屈胖三回過頭來,看着平沙子,說你別太自以爲是了,你原諒不原諒我,關我吊事?雖然你是鳳凰血脈,但從剛纔的比鬥之中你也瞧見了,陸左是我們這幾個人裡面墊底的,你都敗得如此慘,還有什麼臉在這裡充大爺?
啊?
墊底的?
屈胖三的一句話說得平沙子直接懵住了,他愣了一下,忍不住反駁道:“這怎麼可能?”
屈胖三倒是從善如流,說哦,對,忘了還有陸言了,這麼說來,陸左不算墊底。
他是睜着眼睛說瞎話,結果陸左倒也配合,在旁邊說道:“對,不管是南海一脈的王明兄,還是老蕭,又或者青出於藍而勝於藍的屈胖三小哥,都比我厲害許多,這一點,你日後若是有機會,倒是可以領教他們的手段……”
平沙子給兩人聯手打擊得都有些開始懷疑人生了,而這個時候屈胖三則瞪了那傢伙一眼,說扯淡也夠久了,你趕緊交代你過來這兒幹嘛?
平沙子:“呃……”
他沉吟不說話,屈胖三頓時就變了臉色,說我說你身上有鸑鷟血脈,孤直堅貞,覺得你是個好人,並不代表我們可以忍受你這見鬼的壞脾氣,有話就說,有屁就放,連屁都沒有,那就給我滾蛋,懶得看你一張死爹的臭臉……

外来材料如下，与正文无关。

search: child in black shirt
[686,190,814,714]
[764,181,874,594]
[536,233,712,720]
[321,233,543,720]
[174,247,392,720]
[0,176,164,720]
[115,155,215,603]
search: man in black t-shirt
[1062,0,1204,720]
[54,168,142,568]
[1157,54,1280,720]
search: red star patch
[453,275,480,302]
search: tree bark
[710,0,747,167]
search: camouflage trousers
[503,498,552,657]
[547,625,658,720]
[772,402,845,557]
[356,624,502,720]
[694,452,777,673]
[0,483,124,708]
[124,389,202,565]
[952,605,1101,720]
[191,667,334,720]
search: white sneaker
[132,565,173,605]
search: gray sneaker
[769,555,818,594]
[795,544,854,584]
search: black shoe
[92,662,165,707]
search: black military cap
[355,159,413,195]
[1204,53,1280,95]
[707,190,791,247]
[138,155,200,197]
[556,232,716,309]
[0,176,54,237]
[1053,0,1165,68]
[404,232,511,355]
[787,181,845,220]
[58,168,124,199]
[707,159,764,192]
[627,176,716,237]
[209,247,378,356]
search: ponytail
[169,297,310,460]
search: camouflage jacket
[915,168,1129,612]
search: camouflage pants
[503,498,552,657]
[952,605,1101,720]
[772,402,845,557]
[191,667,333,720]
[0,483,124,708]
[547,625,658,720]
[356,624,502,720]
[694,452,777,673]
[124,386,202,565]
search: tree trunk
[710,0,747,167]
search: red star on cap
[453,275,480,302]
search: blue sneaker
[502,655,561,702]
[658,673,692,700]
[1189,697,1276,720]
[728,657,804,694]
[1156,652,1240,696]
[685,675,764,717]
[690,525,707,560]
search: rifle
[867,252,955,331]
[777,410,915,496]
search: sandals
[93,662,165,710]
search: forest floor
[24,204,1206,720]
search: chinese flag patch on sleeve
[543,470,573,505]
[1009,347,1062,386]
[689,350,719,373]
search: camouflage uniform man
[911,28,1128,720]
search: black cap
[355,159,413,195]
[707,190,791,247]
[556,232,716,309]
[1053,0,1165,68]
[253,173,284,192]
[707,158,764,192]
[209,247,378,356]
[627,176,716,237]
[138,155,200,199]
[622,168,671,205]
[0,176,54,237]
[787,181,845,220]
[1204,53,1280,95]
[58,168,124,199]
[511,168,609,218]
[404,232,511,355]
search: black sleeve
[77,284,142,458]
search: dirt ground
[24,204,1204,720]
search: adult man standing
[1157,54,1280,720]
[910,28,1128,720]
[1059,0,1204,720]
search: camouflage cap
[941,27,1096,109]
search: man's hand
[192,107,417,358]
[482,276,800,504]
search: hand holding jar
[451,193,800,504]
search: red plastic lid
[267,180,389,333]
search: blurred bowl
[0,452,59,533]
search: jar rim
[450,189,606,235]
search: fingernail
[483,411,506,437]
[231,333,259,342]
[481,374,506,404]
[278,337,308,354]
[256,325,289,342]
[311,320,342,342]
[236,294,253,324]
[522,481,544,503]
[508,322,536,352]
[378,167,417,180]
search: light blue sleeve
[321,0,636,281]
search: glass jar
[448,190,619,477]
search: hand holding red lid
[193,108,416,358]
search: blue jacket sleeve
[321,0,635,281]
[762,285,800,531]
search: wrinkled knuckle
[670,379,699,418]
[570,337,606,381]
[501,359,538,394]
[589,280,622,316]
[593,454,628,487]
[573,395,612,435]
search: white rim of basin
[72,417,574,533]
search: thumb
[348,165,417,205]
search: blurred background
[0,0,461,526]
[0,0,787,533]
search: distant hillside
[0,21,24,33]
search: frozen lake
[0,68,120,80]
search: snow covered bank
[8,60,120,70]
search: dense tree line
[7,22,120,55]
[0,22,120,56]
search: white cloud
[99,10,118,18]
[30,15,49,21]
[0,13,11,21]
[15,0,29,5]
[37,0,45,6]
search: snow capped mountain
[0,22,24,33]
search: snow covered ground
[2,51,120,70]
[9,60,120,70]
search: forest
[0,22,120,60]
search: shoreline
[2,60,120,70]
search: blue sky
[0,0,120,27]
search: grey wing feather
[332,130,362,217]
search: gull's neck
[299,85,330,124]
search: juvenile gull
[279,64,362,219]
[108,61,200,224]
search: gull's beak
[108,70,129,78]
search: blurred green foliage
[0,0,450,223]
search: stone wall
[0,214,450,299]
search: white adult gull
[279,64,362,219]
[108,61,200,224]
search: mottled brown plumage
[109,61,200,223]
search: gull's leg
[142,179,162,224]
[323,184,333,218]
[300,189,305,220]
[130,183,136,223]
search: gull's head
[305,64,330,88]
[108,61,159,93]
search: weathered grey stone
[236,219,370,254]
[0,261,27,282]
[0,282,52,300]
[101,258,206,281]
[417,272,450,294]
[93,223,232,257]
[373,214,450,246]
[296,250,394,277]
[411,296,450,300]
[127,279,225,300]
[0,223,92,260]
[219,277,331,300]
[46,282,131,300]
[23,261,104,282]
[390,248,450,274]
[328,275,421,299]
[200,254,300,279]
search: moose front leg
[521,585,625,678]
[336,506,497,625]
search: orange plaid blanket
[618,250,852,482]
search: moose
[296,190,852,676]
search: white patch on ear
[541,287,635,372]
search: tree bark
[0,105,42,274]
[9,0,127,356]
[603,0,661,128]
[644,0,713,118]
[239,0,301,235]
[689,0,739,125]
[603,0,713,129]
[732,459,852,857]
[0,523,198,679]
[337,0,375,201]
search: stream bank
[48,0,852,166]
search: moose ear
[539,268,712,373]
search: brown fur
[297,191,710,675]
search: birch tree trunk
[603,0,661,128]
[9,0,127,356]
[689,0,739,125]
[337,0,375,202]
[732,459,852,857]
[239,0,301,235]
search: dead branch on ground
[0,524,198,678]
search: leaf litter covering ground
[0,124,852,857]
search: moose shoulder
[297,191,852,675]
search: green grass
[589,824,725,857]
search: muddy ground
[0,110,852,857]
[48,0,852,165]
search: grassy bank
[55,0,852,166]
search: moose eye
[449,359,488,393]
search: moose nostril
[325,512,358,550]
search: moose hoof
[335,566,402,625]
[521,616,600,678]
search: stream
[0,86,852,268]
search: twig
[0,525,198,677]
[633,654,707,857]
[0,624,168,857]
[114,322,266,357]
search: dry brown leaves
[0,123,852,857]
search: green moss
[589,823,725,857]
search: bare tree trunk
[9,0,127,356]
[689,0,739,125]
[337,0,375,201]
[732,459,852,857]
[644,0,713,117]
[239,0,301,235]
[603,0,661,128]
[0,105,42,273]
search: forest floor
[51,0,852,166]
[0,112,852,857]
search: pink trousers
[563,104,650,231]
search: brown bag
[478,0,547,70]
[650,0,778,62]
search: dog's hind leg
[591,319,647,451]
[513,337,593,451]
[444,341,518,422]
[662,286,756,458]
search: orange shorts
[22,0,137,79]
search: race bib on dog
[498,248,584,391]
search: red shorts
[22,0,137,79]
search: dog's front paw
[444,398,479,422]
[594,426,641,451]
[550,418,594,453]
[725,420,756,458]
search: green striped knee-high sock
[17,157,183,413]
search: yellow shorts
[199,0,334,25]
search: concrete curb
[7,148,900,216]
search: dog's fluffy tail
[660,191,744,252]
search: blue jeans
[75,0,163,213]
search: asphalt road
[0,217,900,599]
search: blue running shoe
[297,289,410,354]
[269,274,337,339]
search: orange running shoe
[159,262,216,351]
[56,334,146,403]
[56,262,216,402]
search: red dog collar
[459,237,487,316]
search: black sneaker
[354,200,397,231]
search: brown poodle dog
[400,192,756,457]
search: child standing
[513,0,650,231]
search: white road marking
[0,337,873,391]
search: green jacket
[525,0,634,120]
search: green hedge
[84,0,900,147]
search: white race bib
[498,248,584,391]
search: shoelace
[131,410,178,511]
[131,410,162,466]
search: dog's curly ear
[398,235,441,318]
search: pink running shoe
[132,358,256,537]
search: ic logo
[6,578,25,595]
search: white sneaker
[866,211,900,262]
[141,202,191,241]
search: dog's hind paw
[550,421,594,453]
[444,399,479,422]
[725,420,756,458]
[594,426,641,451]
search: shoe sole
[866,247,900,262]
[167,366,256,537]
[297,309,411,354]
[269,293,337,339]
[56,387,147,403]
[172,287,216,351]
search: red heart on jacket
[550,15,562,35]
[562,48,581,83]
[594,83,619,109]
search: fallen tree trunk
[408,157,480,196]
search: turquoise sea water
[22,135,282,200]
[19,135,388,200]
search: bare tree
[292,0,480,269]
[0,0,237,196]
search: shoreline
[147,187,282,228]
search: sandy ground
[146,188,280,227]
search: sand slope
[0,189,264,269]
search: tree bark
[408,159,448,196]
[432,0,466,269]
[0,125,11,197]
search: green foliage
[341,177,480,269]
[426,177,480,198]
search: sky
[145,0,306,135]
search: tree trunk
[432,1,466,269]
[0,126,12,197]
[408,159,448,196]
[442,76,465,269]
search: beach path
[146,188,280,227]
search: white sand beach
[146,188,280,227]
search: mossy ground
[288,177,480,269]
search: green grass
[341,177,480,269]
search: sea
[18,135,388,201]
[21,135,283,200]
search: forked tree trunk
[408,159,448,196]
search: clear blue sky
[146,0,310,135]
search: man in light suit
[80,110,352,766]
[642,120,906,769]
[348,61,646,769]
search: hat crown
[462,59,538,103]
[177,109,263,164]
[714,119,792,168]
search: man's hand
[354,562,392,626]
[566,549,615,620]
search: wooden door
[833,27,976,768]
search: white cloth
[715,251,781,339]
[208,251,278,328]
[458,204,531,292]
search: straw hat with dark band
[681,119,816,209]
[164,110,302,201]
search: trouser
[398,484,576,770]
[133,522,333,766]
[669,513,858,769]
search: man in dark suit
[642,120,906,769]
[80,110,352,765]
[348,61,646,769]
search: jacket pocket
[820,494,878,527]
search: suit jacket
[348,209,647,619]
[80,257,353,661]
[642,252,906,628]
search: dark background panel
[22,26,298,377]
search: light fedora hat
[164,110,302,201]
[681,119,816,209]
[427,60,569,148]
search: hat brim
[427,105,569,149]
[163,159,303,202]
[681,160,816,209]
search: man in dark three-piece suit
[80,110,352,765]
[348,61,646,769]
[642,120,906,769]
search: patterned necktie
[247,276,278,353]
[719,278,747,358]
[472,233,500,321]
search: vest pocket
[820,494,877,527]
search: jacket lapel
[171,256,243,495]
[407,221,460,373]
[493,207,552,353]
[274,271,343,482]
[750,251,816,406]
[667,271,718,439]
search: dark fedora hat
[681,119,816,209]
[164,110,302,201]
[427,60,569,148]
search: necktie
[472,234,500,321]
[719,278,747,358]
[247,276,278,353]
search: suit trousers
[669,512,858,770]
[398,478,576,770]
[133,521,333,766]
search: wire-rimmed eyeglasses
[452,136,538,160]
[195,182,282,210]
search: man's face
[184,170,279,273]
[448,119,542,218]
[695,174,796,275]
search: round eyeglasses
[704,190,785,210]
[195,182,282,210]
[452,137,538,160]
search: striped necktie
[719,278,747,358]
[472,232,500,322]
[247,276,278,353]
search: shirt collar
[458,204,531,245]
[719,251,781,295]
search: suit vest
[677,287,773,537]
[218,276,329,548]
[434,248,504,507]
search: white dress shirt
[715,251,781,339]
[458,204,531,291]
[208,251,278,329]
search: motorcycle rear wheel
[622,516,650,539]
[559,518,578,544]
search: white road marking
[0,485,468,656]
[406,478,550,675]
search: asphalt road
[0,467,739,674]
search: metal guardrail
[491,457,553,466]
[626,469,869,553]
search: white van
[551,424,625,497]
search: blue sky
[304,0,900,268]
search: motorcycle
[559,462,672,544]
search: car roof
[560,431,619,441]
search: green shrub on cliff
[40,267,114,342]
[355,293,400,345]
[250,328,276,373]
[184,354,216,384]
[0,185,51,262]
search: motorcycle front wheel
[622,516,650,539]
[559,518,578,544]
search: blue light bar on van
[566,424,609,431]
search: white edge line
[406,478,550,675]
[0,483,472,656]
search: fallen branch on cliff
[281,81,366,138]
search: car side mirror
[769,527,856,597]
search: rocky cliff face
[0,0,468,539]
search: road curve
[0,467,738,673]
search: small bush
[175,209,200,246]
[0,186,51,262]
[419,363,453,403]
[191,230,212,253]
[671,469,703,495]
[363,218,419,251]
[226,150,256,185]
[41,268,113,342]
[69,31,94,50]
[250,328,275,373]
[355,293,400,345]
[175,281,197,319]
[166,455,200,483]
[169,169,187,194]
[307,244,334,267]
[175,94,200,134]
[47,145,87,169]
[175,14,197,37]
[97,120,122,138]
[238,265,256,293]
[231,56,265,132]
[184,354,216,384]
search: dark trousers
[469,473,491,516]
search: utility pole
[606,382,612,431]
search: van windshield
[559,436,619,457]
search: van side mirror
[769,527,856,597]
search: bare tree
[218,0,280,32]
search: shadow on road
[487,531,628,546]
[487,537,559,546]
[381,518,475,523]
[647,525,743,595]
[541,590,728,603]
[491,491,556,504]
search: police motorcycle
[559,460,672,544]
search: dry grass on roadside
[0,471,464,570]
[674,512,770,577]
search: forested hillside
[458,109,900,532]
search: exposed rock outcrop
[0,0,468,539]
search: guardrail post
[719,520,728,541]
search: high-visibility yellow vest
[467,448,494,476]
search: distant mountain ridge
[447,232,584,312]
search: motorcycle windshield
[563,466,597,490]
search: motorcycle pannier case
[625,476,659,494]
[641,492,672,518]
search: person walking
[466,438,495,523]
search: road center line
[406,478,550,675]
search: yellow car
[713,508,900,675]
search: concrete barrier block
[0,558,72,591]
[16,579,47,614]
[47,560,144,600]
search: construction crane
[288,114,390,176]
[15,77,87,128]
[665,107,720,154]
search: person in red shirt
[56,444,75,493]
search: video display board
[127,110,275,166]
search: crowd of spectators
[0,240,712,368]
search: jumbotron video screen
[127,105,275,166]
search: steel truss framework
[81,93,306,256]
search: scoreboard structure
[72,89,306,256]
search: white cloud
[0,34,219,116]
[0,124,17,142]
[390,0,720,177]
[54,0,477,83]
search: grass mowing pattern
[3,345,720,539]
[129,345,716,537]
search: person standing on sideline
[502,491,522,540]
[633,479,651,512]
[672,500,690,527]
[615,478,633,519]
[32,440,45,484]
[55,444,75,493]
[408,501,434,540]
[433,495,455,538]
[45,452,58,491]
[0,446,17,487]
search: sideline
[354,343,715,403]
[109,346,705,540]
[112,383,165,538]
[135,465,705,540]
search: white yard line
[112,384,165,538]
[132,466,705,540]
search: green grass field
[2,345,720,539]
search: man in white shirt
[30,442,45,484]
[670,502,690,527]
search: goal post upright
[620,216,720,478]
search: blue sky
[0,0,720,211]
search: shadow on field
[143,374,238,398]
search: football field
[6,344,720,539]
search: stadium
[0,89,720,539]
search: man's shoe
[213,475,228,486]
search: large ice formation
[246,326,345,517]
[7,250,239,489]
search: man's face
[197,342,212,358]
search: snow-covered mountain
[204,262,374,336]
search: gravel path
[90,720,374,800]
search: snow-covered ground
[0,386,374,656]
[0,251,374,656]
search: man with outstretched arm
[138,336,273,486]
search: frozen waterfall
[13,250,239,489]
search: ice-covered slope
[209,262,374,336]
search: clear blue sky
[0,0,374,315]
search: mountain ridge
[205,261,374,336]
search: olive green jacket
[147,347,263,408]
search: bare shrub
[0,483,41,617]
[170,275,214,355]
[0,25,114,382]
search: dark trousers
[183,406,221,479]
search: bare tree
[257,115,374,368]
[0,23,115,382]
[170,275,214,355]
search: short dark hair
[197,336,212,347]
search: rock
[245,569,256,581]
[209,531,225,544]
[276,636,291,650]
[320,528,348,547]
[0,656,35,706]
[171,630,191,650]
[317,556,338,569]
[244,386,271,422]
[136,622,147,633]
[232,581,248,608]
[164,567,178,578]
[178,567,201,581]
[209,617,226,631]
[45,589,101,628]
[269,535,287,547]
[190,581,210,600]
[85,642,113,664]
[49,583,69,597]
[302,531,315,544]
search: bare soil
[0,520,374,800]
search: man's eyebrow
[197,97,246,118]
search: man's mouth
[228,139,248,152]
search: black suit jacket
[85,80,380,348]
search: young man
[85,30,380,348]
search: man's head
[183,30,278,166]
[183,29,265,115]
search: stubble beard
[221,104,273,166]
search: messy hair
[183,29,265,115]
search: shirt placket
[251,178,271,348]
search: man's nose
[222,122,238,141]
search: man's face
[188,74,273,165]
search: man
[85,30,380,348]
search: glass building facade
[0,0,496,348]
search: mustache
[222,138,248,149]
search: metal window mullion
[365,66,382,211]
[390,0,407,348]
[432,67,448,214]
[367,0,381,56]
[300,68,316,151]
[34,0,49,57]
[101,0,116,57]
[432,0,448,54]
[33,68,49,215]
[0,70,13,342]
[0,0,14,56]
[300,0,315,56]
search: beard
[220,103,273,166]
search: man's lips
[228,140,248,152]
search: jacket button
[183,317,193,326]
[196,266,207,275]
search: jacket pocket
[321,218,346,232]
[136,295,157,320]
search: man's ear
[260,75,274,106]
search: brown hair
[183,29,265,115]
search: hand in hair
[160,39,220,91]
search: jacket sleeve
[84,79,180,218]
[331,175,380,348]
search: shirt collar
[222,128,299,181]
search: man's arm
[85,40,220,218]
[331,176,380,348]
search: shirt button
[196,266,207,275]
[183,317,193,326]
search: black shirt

他是快人快語,罵起人來,那簡直就是連珠炮一般,平沙子給他罵得一愣一愣的、不過平沙子也不惱,低聲說道:“你、你怎麼知道我是鸑鷟附身,鳳凰血脈?”
屈胖三翻了白眼,說鳳凰血脈很稀奇咩?在場的各位,那一個不比你吊,被一副狂拽酷炫龍傲天的模樣,大人我若不是看在同屬鳳凰一脈,有些淵源的面子上,哪裡會站出來與你作保,管你死活?
平沙子渾身一震,說你也是鳳凰血脈?
屈胖三不屑一顧地說道:“很稀奇麼?”
平沙子愣了許久,嘆了一口氣,終於說道:“我其實是信了你們那天的說法,覺得想要離開這個破地方,重回世間,就必須從博望峰地底之下的那東西身上想辦法,其他的一切都是空談,所以纔會選擇回來,準備與那東西見一面。”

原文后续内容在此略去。